2006年11月06日

2006年11月06日

プライマーの原理

paint-stripped caboose 一昨日、接着についてさらりと書いたが、実際は簡単な話ではないのだ。
 
 表面にきずをつければ食いつきを良くする事(投錨効果と呼んでいた)ができそうに思うが、これは実験により効果が完全に否定されている。塗装と接着は全く同じ概念である。母材と塗料あるいは接着剤は分子間力という力によってくっついているのである。分子間力は弱い電気的な力であり、イオン間の力があればそちらのほうが遥かに強くなる。
 
 たとえば、生ゴムに硫黄を混ぜ加熱する加硫というプロセスによりゴムを強くするのであるが、そのとき磨いた銅の棒を入れて加熱すると銅とゴムとの間に異常な接着力が生じることが、昔から知られている。
ここでは、【銅】…イオン結合…【硫黄】…共有結合…【ゴム】という経路で力が伝達され、はがれなくなる。これは昨日のスティール・ラジアル・タイヤの銅めっき鋼線に応用されている。

 これと同じ事ができればはがれない塗膜になるはずだ。塗料側に金属を酸化し陽イオンにする何か(酸化剤)が入っていれば金属と塗料側をイオン結合させることができる。しかし酸化剤は塗料のビヒクル(ラッカーで言えばクリヤー・ラッカー)と反応する可能性があるので長期の保存はできないはずである。2液性になっているのは使う直前までビヒクルと接触させないためである。1液型のものは寿命が短いはずである。常温でたなざらしになっていたようなものには効果は期待できないだろう。

 「エッチング」とは、酸化により金属表面を溶かす操作であるが、塗装しただけでは目に見える変化は無い。真鍮は屋外に置いてやや錆びた状態のほうがよく付くのはこのためである。洋白はニッケルを含むので錆びにくく困難だ。どちらにしても塗装前の脱脂が大切である。

 亜鉛にはややこしい理屈があり,塗装が難しい素材である。ダイキャスト製品には脱脂してラッカー系塗料を塗るのが最も楽な方法だ。油脂系塗料(亜麻仁油をベースにした塗料で模型に使う人は稀だ)にはなじみが悪いことが分かっている。したがってトタン板に普通の油性ペンキを塗ってもすぐはがれる。合成樹脂ペイントを塗らねばならない。最近は亜鉛にも有効なプライマーがある。2液形のものはOKのようだ。

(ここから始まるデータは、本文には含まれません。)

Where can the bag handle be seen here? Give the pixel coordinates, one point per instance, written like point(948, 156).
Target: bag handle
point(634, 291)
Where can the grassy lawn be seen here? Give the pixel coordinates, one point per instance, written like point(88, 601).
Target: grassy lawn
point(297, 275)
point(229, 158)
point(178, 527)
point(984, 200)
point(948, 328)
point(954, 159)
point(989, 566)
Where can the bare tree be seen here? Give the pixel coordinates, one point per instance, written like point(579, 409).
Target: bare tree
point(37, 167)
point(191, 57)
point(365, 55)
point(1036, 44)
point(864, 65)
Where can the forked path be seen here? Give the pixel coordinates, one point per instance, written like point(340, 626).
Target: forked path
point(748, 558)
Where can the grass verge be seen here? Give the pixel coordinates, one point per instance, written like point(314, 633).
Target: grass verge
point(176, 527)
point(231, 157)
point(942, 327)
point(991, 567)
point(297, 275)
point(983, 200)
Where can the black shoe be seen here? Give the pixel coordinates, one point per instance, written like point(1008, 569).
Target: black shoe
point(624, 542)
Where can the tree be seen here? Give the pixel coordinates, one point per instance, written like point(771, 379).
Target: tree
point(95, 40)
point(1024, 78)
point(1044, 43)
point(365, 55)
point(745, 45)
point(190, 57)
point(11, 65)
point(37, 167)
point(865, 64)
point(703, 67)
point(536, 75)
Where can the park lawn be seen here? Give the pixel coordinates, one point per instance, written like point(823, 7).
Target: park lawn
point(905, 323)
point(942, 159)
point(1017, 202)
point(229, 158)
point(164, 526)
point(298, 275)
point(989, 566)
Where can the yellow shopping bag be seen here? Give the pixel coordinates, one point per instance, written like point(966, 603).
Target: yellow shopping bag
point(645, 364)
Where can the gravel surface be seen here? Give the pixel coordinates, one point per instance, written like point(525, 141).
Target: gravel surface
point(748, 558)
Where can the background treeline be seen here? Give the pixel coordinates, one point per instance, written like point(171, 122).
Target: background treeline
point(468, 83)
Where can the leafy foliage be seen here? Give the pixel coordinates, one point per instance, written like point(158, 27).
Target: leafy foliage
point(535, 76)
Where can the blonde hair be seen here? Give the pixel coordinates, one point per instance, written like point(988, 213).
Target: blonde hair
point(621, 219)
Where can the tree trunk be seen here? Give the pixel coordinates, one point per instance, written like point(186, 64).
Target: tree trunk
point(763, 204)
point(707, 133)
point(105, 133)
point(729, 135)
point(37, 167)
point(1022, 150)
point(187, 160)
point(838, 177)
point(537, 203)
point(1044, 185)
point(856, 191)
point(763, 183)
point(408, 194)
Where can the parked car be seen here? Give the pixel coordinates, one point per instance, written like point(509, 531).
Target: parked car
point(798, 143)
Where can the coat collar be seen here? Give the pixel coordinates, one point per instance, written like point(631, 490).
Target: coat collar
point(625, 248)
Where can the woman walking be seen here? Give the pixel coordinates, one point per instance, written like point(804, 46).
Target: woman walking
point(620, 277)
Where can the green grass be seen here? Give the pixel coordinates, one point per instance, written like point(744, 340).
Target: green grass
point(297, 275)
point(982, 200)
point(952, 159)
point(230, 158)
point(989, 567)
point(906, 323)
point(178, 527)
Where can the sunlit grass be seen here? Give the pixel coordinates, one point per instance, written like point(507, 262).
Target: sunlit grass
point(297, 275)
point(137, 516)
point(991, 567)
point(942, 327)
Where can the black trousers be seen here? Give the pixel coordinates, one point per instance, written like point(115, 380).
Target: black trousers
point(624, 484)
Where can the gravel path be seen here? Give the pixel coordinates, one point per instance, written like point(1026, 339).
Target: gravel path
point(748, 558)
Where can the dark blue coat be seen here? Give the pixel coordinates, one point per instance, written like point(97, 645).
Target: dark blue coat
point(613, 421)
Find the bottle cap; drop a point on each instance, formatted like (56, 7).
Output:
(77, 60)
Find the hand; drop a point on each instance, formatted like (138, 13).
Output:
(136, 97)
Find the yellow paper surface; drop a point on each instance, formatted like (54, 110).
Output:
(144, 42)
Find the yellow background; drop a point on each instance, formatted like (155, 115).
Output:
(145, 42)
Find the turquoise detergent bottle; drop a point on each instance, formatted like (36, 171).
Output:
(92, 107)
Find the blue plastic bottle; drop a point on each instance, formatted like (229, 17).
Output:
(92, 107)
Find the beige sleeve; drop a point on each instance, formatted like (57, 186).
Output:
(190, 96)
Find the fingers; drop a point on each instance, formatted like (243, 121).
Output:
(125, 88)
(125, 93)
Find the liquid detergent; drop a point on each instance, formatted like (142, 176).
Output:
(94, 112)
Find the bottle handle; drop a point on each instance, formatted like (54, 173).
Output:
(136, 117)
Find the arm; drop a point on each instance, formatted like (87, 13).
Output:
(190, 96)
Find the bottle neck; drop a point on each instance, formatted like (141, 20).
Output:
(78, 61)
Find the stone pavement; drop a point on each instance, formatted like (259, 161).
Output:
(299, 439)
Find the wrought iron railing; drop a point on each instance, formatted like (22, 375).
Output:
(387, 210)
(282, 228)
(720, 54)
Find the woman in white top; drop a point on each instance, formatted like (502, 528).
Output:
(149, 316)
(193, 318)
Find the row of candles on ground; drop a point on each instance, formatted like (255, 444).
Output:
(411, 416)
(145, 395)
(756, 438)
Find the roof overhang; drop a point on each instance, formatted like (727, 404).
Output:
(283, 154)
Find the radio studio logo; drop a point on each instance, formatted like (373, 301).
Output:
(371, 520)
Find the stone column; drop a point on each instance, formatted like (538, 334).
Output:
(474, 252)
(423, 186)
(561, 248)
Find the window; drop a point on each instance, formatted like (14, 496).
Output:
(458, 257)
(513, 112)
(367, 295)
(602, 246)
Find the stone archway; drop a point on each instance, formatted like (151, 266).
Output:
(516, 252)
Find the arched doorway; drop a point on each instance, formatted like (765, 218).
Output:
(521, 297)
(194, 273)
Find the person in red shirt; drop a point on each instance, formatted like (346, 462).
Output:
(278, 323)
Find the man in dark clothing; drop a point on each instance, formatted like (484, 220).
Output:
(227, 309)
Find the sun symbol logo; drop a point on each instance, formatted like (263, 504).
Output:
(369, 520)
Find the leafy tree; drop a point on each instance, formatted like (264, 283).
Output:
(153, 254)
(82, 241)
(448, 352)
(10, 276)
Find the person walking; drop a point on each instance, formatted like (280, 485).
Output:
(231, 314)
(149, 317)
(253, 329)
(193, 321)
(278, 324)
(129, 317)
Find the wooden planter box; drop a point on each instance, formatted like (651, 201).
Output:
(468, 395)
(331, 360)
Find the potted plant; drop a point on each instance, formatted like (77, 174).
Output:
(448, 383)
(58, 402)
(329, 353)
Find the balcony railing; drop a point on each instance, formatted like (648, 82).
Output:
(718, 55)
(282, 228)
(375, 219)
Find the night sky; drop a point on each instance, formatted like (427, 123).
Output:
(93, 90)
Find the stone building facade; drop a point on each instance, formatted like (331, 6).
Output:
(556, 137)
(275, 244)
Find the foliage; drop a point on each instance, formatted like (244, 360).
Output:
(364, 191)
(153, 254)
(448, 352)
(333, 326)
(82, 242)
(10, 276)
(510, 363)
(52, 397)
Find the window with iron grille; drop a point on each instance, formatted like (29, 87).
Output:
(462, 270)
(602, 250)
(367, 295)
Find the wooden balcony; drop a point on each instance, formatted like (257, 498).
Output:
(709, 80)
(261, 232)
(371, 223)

 プラスチック用のプライマ−にはすべて個別の事情があり、この項でお話するべき内容ではなさそうだ。

 シール剤は、本来多孔質の材料に塗る吸い込み防止剤であり、金属工作物には無縁のものである。

 エッチング・プライマ−を塗ったらある程度の高温にすると化学反応が良く進んでよりよい結果が出る。私は120℃で30分ベークする。

 写真はプライマー処理後塗装し、塗り直しのためブレーキ液ではがしたもの。プライマー(黄色)は、はがれていないことに御注意。